Now that we’re closing in on
recording crash reports for crashpad_handler on all supported platforms, it’s time to think about what this means for our rate limiting strategy. As crash report upload normally immediately follows a crash, it follows that a crash that occurs in crashpad_handler during upload, while it may be recorded, will not normally become eligible for upload. This leaves us with a blind spot in crash coverage for crashpad_handler.
I’d like to close up this hole and fix
bug 23. It seems that implementing a 20 report per day limit would be a good start. A two-tiered approach is also interesting: a dual limit of 20 reports per day and 5 per hour would prevent a flood of a full day’s quota of 20 reports from being uploaded all at once.
Rate limiting and retrying are related, and there’s a question of how to apply this policy: should we attempt 20 uploads per day, or should we allow 20 crash reports per day to become eligible for upload? I think I’m leaning toward the latter.
The other question is how often to retry failed uploads, and when to give up. An initial delay of an hour, with exponential backoff to 8 hours is probably sufficient.
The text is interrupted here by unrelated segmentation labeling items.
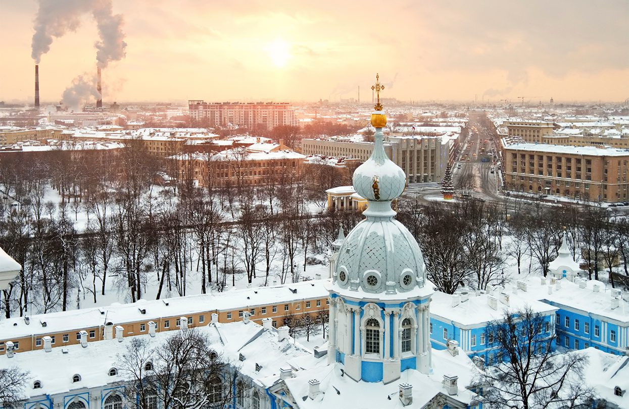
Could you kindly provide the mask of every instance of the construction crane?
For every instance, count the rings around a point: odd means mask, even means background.
[[[522,106],[524,106],[524,99],[525,98],[539,98],[540,97],[518,97],[518,99],[522,100]]]

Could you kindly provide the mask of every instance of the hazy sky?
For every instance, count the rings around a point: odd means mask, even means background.
[[[376,72],[403,100],[629,97],[627,0],[111,1],[127,46],[103,70],[106,102],[338,100],[359,85],[370,101]],[[38,8],[0,0],[0,101],[33,99]],[[91,12],[70,25],[42,56],[43,101],[96,71]]]

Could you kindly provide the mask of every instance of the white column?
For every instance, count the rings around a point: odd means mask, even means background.
[[[385,359],[391,357],[391,328],[389,328],[389,321],[391,312],[388,310],[384,310],[384,356]]]
[[[423,308],[418,306],[415,308],[415,322],[417,323],[417,331],[415,334],[415,353],[418,355],[424,352],[424,314],[421,310]]]
[[[393,358],[399,359],[399,311],[393,312]]]
[[[352,308],[354,313],[354,349],[353,354],[360,354],[360,308]]]
[[[330,300],[330,328],[328,330],[328,362],[336,361],[337,350],[337,300]]]

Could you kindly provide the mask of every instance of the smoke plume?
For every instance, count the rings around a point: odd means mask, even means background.
[[[35,62],[39,63],[42,55],[50,50],[53,37],[76,31],[81,16],[89,13],[96,21],[100,37],[94,44],[98,66],[104,68],[110,62],[123,58],[126,47],[123,19],[121,14],[112,14],[111,0],[39,0],[31,54]]]
[[[72,80],[72,85],[64,91],[63,102],[69,108],[78,111],[90,97],[97,99],[99,96],[96,76],[83,74]]]

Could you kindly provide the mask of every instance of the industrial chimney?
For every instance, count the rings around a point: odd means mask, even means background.
[[[98,71],[97,72],[97,76],[98,79],[96,80],[96,90],[98,92],[98,99],[96,100],[96,107],[102,108],[103,107],[103,89],[101,87],[101,67],[98,67]]]
[[[39,65],[35,64],[35,108],[39,108]]]

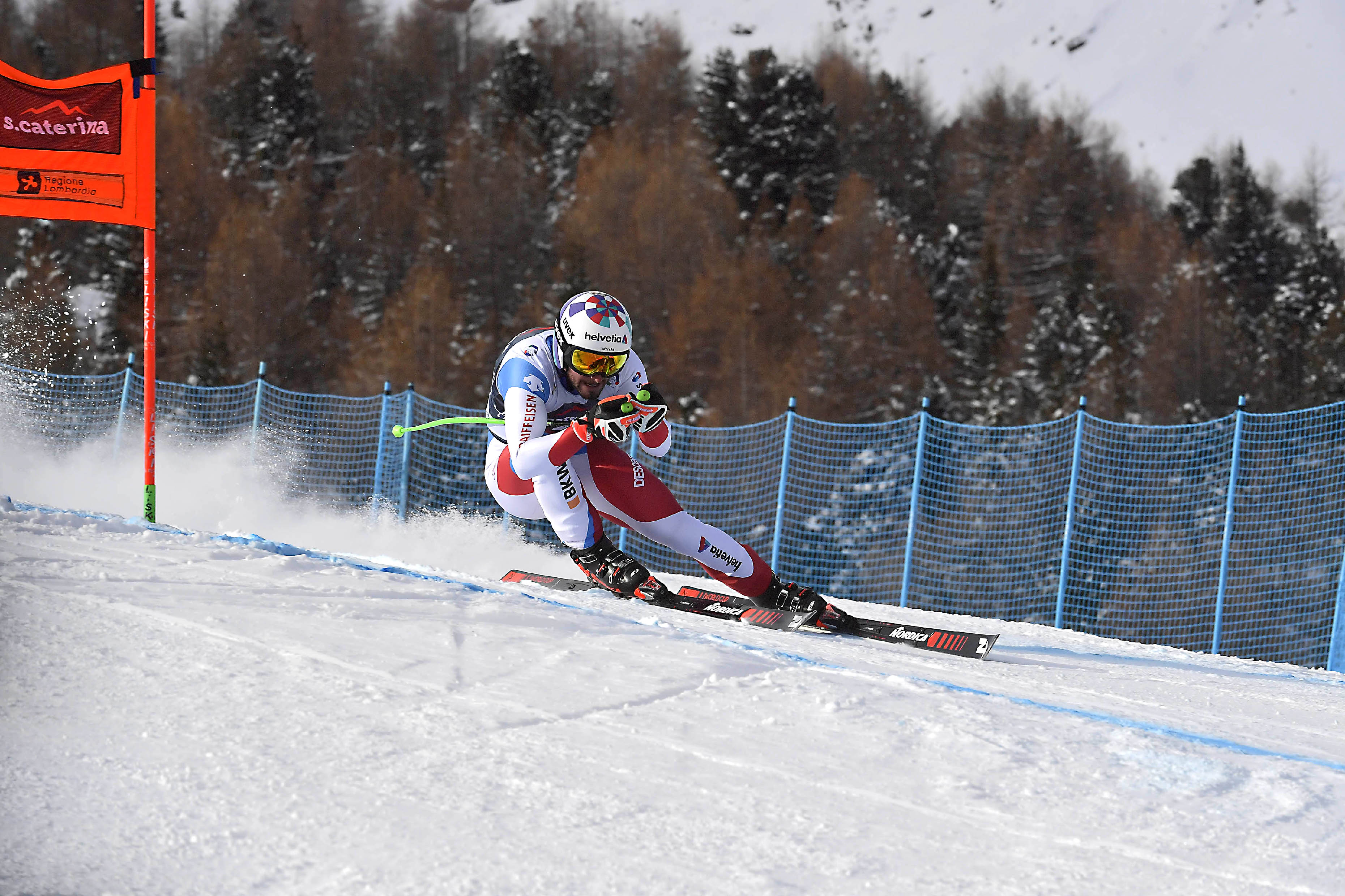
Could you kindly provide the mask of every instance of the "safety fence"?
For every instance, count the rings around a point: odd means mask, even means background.
[[[264,371],[262,371],[264,373]],[[112,437],[139,451],[141,377],[0,365],[17,423],[52,450]],[[490,434],[414,426],[479,415],[412,388],[309,395],[265,382],[160,383],[163,438],[241,439],[284,489],[370,514],[502,516]],[[749,426],[674,424],[639,462],[683,506],[780,575],[858,600],[998,617],[1188,650],[1345,672],[1345,402],[1185,426],[1089,415],[979,427],[925,411],[845,424],[790,412]],[[545,521],[510,520],[558,544]],[[633,532],[651,568],[701,572]]]

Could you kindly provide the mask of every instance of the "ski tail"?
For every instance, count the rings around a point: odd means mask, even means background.
[[[678,594],[695,596],[703,600],[742,600],[728,594],[706,591],[683,586]],[[810,614],[811,615],[811,614]],[[824,631],[824,629],[808,629],[808,631]],[[829,633],[835,634],[835,633]],[[888,643],[901,643],[908,647],[932,650],[935,653],[952,654],[955,657],[968,657],[971,660],[985,660],[990,649],[999,639],[998,634],[976,634],[971,631],[952,631],[950,629],[927,629],[924,626],[908,625],[904,622],[885,622],[882,619],[861,619],[850,617],[850,627],[845,634],[873,641],[886,641]]]
[[[554,588],[557,591],[604,591],[597,584],[592,582],[584,582],[580,579],[562,579],[554,575],[542,575],[539,572],[525,572],[523,570],[510,570],[506,572],[502,582],[530,582],[534,584],[541,584],[547,588]],[[728,594],[714,594],[706,592],[710,596],[702,596],[699,594],[672,594],[667,588],[663,588],[659,594],[646,598],[646,603],[651,603],[658,607],[668,607],[670,610],[681,610],[682,613],[694,613],[701,617],[716,617],[718,619],[729,619],[745,622],[746,625],[756,626],[759,629],[776,629],[780,631],[794,631],[811,619],[811,613],[790,613],[785,610],[768,610],[765,607],[759,607],[749,599],[728,595]],[[619,595],[624,596],[624,595]]]

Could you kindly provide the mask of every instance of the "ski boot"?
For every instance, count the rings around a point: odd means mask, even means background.
[[[570,551],[570,559],[600,588],[623,598],[656,600],[670,595],[667,586],[651,576],[643,563],[617,548],[605,535],[590,548]]]
[[[767,590],[753,599],[757,604],[771,610],[815,613],[816,615],[808,619],[807,625],[826,629],[827,631],[845,634],[851,629],[850,614],[845,610],[831,606],[826,598],[812,588],[806,588],[792,582],[785,584],[775,575],[771,576],[771,584],[767,586]]]

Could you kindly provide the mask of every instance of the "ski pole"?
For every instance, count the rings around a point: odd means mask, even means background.
[[[496,420],[494,416],[445,416],[443,420],[430,420],[429,423],[421,423],[420,426],[402,426],[398,423],[393,427],[393,435],[402,438],[408,433],[428,430],[432,426],[444,426],[445,423],[494,423],[496,426],[503,426],[504,420]]]

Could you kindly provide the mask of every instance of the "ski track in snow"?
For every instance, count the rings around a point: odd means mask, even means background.
[[[0,501],[0,893],[1340,892],[1345,676],[955,619]]]

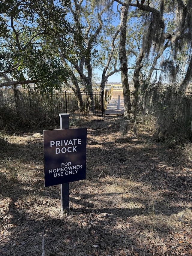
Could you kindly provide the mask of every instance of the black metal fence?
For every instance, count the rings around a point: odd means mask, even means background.
[[[30,91],[29,96],[31,108],[40,107],[52,113],[77,115],[103,114],[103,94],[99,92],[59,92],[43,96],[36,91]]]

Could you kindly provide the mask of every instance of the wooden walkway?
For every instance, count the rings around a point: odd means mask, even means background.
[[[113,95],[105,111],[106,115],[123,115],[124,111],[123,96]]]

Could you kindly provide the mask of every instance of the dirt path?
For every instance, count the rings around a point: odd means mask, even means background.
[[[121,118],[70,121],[87,128],[86,179],[63,215],[60,186],[44,186],[43,131],[6,137],[0,255],[192,255],[191,163],[147,140],[146,123],[121,137]]]

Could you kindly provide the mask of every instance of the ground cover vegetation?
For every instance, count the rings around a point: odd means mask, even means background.
[[[192,254],[191,147],[150,140],[146,118],[122,137],[122,118],[71,117],[87,128],[86,178],[63,215],[59,185],[44,187],[42,130],[2,134],[1,255]]]

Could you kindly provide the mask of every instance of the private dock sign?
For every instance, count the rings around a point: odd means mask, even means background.
[[[44,131],[45,186],[85,179],[86,128]]]

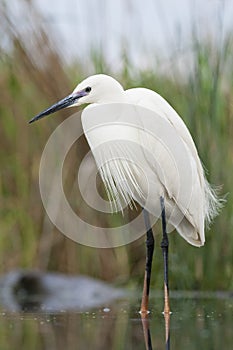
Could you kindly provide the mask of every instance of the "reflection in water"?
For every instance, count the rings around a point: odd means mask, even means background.
[[[150,320],[149,314],[141,314],[142,328],[144,334],[145,348],[146,350],[153,350],[150,332]],[[164,313],[164,325],[165,325],[165,349],[170,350],[170,313]]]
[[[173,296],[173,297],[172,297]],[[82,312],[8,312],[0,310],[2,349],[215,350],[232,348],[233,299],[174,297],[164,320],[163,298],[151,296],[153,309],[141,320],[139,298],[127,297]],[[169,340],[169,326],[171,340]],[[166,342],[167,335],[167,342]],[[146,342],[146,345],[145,345]],[[171,342],[171,344],[170,344]]]

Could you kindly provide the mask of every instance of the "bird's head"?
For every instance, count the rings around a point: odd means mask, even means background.
[[[120,102],[123,91],[120,83],[109,75],[92,75],[78,84],[70,95],[37,114],[29,123],[33,123],[66,107],[81,106],[87,103]]]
We could give up on trying to upload a report if we haven’t had any success after 2 days or 5 upload attempts, whichever comes first.
I’d eventually like to get to the point where we’re smart enough to defer an upload attempt if it looks like the network is down, but perhaps try the initial upload regardless of network status (because sometimes when it looks like it’s down, it’s not really). Network-aware upload will become increasingly important as we finish the Android client.
Please let me know what you think of this strategy, and help me tune the constants.